Matthäus als Entertainer

■ Kampnagel: Umjubelte Premiere des Dresdner Statt-Theaters

Bach? Matthäus-Passion? Kreuzigung Jesu? Mit falscher Heiligkeit hat das Dresdner Statt-Theater Fassungslos nichts am Hut. In der begeistert aufgenommenen Hamburger Erstaufführung Passion- eine Versenkung nach Matthäus am Sonntag abend auf Kampnagel nimmt das letzte aus DDR-Zeiten übriggebliebene Off-Theater Dresdens alles auf die Schippe, was nicht niet- und nagelfest ist: „Jesus mußte nicht leiden, er starb am Kreuz“. Blasphemie? Nicht doch, denn gemein ist höchstens, “wer beim Kreuzigen mit den Nägeln geizt“. Zunächst scheinen die sieben Musiker willig, sich der Bachschen Matthäus-Passion zu widmen, wenngleich sie schon verstört ihre Plätze suchend den für ein großes Orchester ausgestatteten Bühnenraum betreten. Gespielt werden dann jedoch vorwiegend individuelle Befindlichkeiten, was sich allerdings folgerichtig aus der zuvor vom Dirigenten (Ulrich Schwarz) bruchstückhaft erzählten Passions-Geschichte zu ergeben scheint. „Meine Schultern sind zu schwach, um diesen Himmel zu tragen, mit Gott darin, den vielen Engeln und Trompeten“, so die Mezzosopranistin Andrea Thelemann - ihrer hervorragenden Stimme scheint einzig der Chor als Begleitung zu fehlen, der allerdings vom Band dazugespielt wird.
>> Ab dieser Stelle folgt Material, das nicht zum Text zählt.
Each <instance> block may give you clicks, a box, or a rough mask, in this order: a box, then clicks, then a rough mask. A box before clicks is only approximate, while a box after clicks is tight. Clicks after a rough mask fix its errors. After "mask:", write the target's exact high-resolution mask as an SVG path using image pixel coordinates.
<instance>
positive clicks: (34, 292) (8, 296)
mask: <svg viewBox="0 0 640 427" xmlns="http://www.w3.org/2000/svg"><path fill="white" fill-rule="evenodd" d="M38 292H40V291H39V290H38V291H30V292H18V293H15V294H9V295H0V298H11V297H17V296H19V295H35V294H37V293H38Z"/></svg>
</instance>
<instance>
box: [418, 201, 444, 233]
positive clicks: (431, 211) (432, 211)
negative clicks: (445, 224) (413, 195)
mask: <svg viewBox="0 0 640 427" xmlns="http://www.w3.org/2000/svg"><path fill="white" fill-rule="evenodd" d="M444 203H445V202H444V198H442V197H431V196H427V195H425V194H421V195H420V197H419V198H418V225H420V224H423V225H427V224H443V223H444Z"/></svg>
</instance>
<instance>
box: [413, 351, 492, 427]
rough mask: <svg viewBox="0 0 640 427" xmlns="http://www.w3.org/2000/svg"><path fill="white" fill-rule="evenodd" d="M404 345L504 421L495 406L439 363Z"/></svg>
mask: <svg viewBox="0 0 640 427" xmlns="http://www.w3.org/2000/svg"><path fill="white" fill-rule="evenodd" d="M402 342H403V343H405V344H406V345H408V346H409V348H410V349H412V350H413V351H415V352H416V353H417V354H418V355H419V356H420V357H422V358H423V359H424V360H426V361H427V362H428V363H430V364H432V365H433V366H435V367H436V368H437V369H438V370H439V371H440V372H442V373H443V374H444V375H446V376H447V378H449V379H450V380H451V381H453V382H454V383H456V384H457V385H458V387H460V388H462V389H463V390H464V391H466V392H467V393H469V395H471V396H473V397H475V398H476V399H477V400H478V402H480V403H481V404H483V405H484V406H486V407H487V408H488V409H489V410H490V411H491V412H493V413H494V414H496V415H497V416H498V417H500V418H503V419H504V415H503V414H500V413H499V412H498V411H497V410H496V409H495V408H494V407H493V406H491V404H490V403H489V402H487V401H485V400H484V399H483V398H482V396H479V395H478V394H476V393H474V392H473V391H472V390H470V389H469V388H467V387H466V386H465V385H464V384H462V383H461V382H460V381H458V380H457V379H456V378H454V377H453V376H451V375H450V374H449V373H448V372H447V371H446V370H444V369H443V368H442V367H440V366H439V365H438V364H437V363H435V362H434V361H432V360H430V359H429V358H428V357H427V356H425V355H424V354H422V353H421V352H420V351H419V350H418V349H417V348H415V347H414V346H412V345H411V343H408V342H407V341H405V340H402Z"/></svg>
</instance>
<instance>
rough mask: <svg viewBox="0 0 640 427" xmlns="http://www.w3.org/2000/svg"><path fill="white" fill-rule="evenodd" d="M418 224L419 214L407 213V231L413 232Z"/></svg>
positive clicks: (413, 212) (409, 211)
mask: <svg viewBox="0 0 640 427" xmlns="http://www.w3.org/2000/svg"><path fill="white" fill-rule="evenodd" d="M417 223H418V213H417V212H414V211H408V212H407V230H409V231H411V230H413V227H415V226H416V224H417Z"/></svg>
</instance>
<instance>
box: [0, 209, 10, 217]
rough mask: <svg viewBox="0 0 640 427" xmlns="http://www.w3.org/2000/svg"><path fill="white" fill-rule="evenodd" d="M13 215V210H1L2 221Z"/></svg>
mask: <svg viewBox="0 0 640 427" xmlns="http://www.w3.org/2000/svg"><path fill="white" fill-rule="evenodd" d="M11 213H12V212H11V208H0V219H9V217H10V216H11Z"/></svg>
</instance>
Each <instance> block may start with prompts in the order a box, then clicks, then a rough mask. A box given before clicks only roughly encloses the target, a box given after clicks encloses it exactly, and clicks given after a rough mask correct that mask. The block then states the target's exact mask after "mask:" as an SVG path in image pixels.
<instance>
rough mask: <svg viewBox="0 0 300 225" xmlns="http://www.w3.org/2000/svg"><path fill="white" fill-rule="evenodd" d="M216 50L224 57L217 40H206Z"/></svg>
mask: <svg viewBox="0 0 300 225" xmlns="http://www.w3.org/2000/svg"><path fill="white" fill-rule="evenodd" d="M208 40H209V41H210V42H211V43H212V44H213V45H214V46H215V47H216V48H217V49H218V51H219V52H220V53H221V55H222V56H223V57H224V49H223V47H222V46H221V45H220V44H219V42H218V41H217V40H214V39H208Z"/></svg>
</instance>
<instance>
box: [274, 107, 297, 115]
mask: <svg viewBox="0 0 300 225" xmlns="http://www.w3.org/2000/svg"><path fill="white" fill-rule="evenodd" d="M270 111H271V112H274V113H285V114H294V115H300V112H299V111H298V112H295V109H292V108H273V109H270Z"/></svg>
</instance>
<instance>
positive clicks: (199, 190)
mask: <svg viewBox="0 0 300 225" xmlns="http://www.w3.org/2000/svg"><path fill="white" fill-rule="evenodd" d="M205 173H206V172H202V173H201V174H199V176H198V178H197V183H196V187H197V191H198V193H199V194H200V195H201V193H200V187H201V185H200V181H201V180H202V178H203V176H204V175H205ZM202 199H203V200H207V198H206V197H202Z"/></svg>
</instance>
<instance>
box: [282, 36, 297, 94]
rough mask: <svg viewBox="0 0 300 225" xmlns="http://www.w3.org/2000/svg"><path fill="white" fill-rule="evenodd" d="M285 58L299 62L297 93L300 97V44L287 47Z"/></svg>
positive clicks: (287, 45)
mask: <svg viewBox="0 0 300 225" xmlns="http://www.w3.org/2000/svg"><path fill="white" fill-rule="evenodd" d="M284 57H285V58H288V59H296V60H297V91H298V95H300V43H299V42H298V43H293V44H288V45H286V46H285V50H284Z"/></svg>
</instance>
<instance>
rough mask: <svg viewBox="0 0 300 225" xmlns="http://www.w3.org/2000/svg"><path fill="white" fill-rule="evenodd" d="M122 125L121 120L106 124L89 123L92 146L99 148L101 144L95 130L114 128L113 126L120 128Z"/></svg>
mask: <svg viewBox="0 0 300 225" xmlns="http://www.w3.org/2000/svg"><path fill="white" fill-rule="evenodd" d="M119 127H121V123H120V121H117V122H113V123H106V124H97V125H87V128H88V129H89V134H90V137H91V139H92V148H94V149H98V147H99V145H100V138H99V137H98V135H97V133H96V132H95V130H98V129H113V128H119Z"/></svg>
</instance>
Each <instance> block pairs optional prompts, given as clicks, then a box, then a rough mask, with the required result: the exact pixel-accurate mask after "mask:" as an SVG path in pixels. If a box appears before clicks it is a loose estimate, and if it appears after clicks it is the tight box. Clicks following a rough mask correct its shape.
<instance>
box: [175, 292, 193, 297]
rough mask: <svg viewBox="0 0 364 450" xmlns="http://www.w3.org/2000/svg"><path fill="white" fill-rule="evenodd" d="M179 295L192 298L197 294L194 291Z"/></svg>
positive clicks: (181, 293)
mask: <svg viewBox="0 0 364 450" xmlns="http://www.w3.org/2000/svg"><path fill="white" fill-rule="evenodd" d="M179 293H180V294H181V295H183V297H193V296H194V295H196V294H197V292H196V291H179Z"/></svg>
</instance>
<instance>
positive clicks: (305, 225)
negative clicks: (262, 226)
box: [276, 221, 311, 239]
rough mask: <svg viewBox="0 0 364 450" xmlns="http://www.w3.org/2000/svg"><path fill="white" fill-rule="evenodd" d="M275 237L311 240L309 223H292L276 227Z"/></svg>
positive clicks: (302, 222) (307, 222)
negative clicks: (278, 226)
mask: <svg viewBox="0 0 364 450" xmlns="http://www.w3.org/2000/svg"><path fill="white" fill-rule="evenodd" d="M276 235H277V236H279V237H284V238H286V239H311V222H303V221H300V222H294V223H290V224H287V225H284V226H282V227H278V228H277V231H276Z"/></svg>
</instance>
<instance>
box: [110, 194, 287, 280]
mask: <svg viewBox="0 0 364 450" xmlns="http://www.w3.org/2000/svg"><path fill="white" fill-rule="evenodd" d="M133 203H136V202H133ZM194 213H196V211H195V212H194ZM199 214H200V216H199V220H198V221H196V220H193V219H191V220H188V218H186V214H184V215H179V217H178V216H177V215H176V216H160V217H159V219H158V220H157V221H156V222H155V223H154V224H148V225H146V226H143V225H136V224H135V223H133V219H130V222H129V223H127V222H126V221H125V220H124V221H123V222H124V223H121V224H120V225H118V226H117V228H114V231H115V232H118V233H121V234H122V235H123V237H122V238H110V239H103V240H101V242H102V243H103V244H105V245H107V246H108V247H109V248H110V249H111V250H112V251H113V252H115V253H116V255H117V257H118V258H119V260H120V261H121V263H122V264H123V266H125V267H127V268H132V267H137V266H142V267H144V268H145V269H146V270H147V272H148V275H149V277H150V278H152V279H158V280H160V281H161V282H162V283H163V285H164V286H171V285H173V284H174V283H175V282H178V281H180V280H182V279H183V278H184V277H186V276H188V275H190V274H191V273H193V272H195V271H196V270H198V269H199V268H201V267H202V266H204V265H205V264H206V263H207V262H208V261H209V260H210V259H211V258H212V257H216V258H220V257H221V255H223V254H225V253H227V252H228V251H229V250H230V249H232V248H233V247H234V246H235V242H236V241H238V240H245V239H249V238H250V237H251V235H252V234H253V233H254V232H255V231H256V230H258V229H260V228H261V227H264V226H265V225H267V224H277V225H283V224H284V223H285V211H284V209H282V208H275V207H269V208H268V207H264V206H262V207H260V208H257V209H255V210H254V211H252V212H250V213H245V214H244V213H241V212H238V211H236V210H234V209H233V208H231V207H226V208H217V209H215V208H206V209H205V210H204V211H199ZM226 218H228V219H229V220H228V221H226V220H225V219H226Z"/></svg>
In einer Mischung aus gekonntem Entertainment, kabarettistischen und die Matthäus-Passion verfremdenden musikalischen Einlagen (Vertonung: Bertram Quosdorf) zeigen die Dresdner Schauspieler modernes Theater auf hohem Niveau. Aus der Alltagsphilosophie der Schauspieler lernen die Zuschauer, was sie schon wußten, aber nie so exakt hätten ausdrücken können:“Eine Frau würde sich nie ans Kreuz schlagen lassen“, so gibt Bertram Quosdorf seine Kenntnisse über das liebreizende Wesen der Frau zum besten. Auch die Liebe als letzte verzweifelte Bastion kann sich nicht retten, denn „ausgerechnet der Mensch ist unmenschlich“. Schade eigentlich - aber immerhin: Er hat Humor.